I am co-founder of The Concrete Organisation, a not-for-profit arts organisation devoted to injecting some life and cultural identity into the stagnant grey fatalism of this city we're all currently calling home. There are some great projects on the go over at Concrete (which is run out of the Papercut bunker), but here is not the place to explain them.
I used to drive an old Mini Clubman, then I drove a new Mini, but one of Northbridge's more unsavoury nightfolk decided to borrow it (and most of my other possessions) and wrapped it up in a nice traffic light before giving it back. For a while you would see me zipping around the city on a 125cc Vespa, and loving every minute of it, but then a nasty accident put an end to that. I have a fatal weakness for (real) football, and I supported Chelsea even when they weren't rich, or good. I am learning the harmonica, screen printing, and French.
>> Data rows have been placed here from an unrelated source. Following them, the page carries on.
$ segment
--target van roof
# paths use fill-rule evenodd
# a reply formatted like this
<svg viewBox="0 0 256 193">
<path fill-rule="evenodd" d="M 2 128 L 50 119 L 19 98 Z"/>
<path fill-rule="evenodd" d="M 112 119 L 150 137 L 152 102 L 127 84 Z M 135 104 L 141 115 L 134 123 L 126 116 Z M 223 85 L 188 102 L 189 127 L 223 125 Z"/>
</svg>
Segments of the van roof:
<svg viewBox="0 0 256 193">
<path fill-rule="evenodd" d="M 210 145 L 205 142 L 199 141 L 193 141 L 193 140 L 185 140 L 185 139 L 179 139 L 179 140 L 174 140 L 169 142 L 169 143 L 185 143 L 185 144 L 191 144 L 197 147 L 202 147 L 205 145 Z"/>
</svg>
The most precious things in my world are every single book in my library (it's grown enough to be called that), a 1927 portable Underwood typewriter (and a 2004 Apple Powerbook, which does more of the writing heavy lifting, but not so joyfully), my tabby cat and my friends. The sticky carpet in the Hyde Park Hotel is semi-precious, and the dream of a country run by a government that understands the modern world is something I also hold so closely to my heart. I own a house, a picnic table and every episode ever broadcast of Twin Peaks and Buffy the Vampire Slayer. Interests, obsessions, loves and likes can be ascertained through close scientific analysis of all journal entries.